In the meantime, I also suspect there will be a rush for women who need this drug to try to get it. Right now, that is up to the company to make those decisions. We live in a world where there is a compelling need to keep studies "clean" to demonstrate that drugs are not only effective, but that the companies can prove to the Food and Drug Administration that they actually prolong survival. Too rapid diffusion of an unapproved drug can defeat the chances that the FDA will be able to make such an approval which would vastly expand access to women who need this treatment.
The net result is that Genentech--the company responsible for this breakthrough--will make decisions to help as many women as they can, using clear criteria as to how they are going to do that.
But there is more to this story:
Beyond this one drug and its success lie other interesting questions that are starting to get traction in various circles of influence.
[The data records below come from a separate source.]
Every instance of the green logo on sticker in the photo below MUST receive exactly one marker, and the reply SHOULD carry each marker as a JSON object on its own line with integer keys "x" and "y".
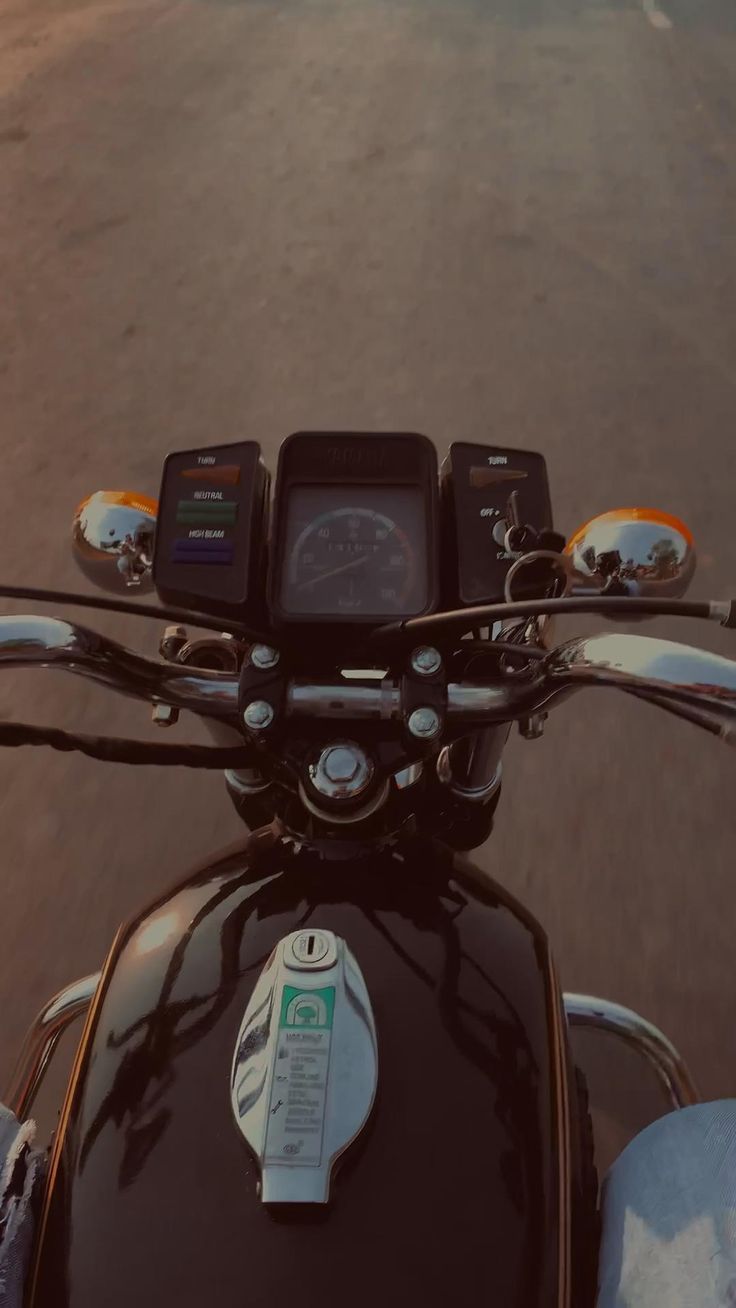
{"x": 307, "y": 1007}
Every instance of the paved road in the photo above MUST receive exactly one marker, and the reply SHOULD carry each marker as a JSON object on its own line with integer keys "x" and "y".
{"x": 505, "y": 220}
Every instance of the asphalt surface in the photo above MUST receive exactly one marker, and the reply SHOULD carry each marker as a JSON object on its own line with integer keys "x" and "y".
{"x": 509, "y": 220}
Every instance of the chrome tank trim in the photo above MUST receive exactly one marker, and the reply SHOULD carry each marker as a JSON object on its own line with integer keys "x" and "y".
{"x": 42, "y": 1039}
{"x": 585, "y": 1010}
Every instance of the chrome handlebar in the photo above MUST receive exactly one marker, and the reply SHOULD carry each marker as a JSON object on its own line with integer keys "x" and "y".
{"x": 52, "y": 642}
{"x": 685, "y": 680}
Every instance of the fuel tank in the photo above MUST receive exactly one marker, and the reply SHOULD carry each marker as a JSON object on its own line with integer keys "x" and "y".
{"x": 456, "y": 1192}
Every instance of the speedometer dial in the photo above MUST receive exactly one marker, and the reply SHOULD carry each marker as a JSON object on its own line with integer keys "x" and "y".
{"x": 357, "y": 559}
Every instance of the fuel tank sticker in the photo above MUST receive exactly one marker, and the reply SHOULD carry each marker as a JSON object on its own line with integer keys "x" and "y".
{"x": 298, "y": 1090}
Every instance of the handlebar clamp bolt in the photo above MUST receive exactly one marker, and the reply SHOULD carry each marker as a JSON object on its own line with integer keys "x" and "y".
{"x": 171, "y": 642}
{"x": 424, "y": 723}
{"x": 165, "y": 714}
{"x": 426, "y": 661}
{"x": 264, "y": 657}
{"x": 258, "y": 714}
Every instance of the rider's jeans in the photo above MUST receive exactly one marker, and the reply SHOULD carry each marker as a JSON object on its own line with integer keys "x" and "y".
{"x": 669, "y": 1214}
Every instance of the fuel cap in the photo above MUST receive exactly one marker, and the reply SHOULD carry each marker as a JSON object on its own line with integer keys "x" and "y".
{"x": 305, "y": 1067}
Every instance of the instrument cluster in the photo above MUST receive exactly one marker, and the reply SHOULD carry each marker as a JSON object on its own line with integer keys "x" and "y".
{"x": 360, "y": 529}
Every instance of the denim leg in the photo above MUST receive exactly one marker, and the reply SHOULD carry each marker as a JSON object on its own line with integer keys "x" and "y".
{"x": 669, "y": 1214}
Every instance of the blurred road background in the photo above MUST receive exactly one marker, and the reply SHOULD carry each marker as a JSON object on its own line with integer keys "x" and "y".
{"x": 506, "y": 220}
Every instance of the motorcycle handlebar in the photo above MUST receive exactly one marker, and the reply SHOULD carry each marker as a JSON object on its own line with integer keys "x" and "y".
{"x": 52, "y": 642}
{"x": 689, "y": 682}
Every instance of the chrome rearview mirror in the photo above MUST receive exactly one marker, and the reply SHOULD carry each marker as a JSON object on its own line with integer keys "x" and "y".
{"x": 113, "y": 536}
{"x": 634, "y": 551}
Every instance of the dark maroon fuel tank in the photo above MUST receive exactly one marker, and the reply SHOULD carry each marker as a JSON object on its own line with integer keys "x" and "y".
{"x": 456, "y": 1190}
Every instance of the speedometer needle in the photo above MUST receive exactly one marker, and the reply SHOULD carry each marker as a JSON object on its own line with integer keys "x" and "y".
{"x": 336, "y": 572}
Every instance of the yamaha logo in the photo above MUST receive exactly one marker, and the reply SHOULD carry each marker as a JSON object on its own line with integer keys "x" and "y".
{"x": 357, "y": 458}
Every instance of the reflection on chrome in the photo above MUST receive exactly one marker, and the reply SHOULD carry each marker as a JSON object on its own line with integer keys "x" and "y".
{"x": 651, "y": 552}
{"x": 113, "y": 536}
{"x": 51, "y": 642}
{"x": 664, "y": 671}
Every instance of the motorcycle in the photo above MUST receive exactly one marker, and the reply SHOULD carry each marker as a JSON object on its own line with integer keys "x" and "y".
{"x": 335, "y": 1062}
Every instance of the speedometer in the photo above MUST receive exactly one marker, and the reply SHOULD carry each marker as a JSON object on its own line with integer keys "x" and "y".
{"x": 354, "y": 552}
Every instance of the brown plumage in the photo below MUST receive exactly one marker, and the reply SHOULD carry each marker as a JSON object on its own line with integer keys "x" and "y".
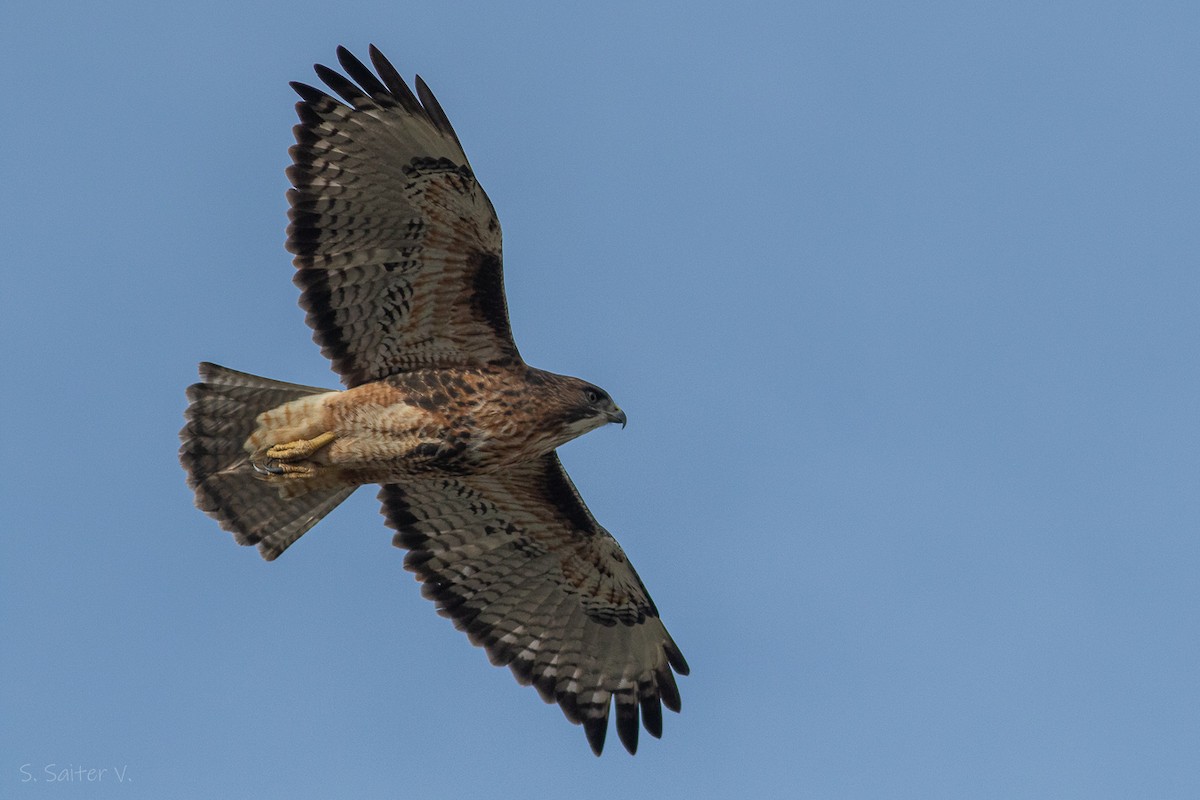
{"x": 397, "y": 254}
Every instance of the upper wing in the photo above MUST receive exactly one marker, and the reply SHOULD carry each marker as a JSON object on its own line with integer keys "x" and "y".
{"x": 520, "y": 564}
{"x": 397, "y": 247}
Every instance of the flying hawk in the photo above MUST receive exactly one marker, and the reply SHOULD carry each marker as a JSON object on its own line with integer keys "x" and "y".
{"x": 397, "y": 254}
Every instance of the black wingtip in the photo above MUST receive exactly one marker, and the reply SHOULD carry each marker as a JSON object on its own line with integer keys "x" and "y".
{"x": 627, "y": 725}
{"x": 595, "y": 728}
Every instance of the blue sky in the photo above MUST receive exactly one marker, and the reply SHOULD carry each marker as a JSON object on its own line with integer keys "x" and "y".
{"x": 901, "y": 300}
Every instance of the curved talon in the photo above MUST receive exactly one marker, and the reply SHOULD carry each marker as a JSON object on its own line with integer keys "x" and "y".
{"x": 299, "y": 449}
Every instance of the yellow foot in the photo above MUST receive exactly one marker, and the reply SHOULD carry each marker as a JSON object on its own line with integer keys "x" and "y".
{"x": 299, "y": 449}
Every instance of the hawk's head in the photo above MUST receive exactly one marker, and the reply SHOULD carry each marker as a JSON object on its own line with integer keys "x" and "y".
{"x": 576, "y": 407}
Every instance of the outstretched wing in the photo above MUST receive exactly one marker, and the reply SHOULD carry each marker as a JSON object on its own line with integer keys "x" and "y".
{"x": 397, "y": 246}
{"x": 520, "y": 564}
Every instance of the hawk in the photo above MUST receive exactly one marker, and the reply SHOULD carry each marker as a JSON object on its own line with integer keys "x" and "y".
{"x": 397, "y": 256}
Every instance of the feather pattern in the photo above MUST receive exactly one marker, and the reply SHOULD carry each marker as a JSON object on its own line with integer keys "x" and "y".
{"x": 519, "y": 563}
{"x": 397, "y": 247}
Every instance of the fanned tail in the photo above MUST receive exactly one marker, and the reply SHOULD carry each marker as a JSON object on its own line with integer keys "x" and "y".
{"x": 221, "y": 415}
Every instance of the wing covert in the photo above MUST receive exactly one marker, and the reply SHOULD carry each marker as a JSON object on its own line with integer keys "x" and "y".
{"x": 519, "y": 563}
{"x": 397, "y": 248}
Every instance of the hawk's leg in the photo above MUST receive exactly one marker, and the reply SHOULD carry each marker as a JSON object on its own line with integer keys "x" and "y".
{"x": 279, "y": 459}
{"x": 299, "y": 449}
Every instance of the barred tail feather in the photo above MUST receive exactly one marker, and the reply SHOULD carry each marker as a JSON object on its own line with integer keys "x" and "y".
{"x": 221, "y": 414}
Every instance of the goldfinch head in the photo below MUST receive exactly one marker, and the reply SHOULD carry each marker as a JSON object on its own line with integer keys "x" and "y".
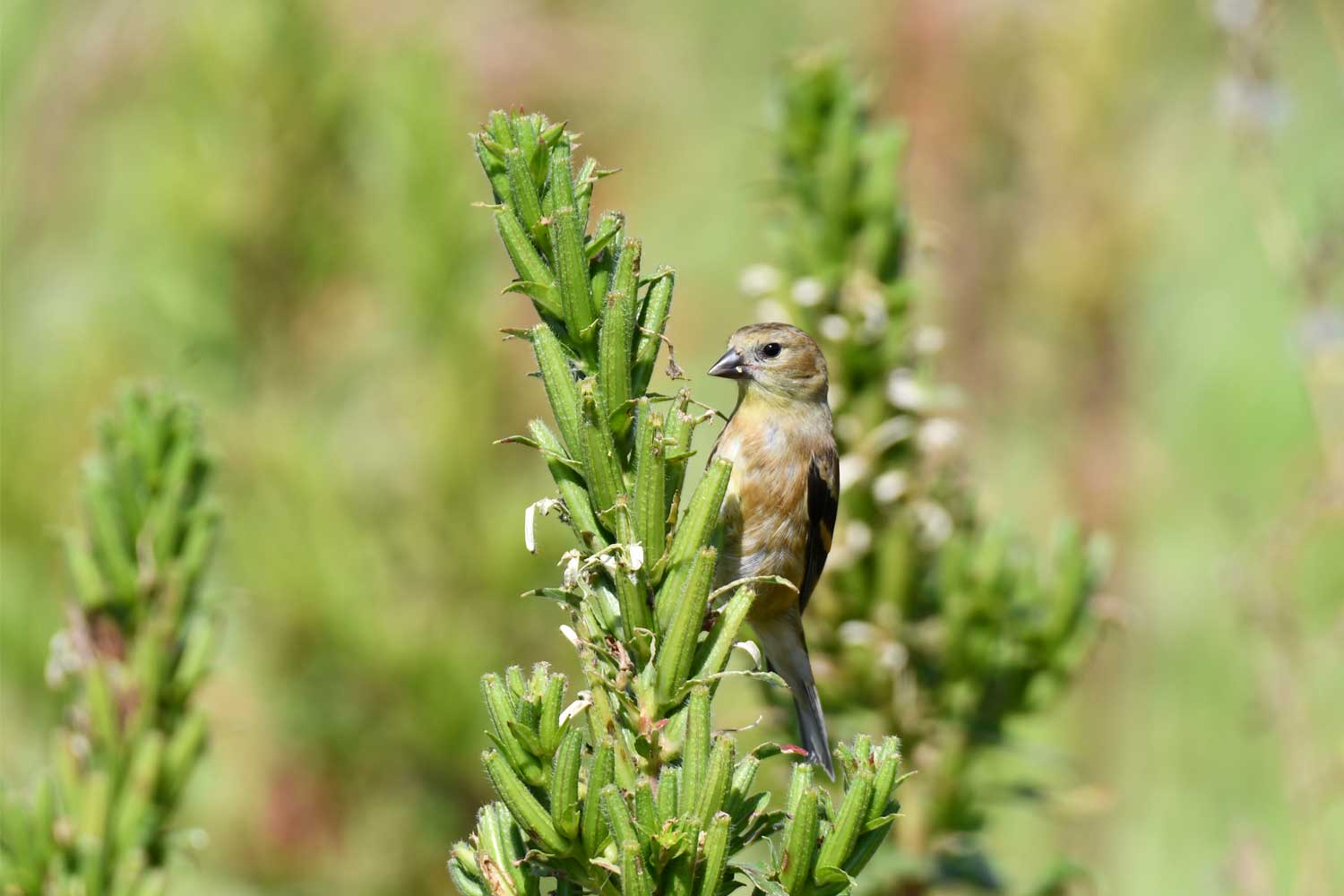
{"x": 777, "y": 359}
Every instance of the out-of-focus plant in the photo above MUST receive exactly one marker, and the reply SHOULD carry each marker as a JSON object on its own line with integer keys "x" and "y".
{"x": 137, "y": 646}
{"x": 951, "y": 625}
{"x": 629, "y": 788}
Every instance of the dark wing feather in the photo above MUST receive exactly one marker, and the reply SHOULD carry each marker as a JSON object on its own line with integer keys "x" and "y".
{"x": 823, "y": 503}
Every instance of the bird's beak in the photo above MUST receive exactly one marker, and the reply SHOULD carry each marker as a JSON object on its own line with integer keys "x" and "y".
{"x": 728, "y": 366}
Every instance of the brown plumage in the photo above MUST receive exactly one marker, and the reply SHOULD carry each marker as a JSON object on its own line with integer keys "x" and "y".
{"x": 780, "y": 509}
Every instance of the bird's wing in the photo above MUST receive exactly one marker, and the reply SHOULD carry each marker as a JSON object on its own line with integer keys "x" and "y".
{"x": 823, "y": 503}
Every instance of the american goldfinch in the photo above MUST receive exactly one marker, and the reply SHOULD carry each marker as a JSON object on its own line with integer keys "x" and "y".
{"x": 780, "y": 508}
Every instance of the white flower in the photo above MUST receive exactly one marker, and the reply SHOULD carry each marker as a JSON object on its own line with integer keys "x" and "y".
{"x": 903, "y": 392}
{"x": 545, "y": 505}
{"x": 929, "y": 340}
{"x": 760, "y": 280}
{"x": 938, "y": 435}
{"x": 809, "y": 292}
{"x": 835, "y": 328}
{"x": 890, "y": 485}
{"x": 852, "y": 469}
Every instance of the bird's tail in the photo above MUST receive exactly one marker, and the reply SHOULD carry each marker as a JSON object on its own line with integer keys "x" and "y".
{"x": 787, "y": 649}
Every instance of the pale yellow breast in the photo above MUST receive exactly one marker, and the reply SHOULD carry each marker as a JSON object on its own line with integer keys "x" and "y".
{"x": 765, "y": 513}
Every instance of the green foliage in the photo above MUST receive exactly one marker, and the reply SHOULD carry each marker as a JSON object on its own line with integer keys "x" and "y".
{"x": 136, "y": 649}
{"x": 629, "y": 790}
{"x": 951, "y": 622}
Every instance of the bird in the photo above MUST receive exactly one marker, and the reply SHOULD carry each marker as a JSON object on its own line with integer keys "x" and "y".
{"x": 780, "y": 508}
Maytansine is not a "one off" story of an old drug that was able to treat cancer but proved too toxic to be used in cancer chemotherapy programs. There are a number of such drugs. Is it possible that the technology savvy that made T-DM1 positive could be applied to other older drugs as well? Imagine the possibilities if that were the case. Then we really might be able to travel back to the future, and open up another whole new realm of possibilities to more effectively target cancer cells and reduce the side effects of even established treatments.
So the stuff of science fiction becomes today's reality. For those of you old enough to remember, think of the movie "Fantastic Voyage" where the scientists were shrunken into those little submarines and travelled through the body to view disease and repair the damage. We may not be sending ourselves into the blood stream just yet, but this new approach to an effective cancer treatment delivers the goods almost as effectively.
Who would have thought we could have made this happen? So excuse me now why I go try to find that Captain Midnight magic decoder ring I found in my cereal box lo those many, many years ago. Maybe it will give me the clue to the next great discovery from the past.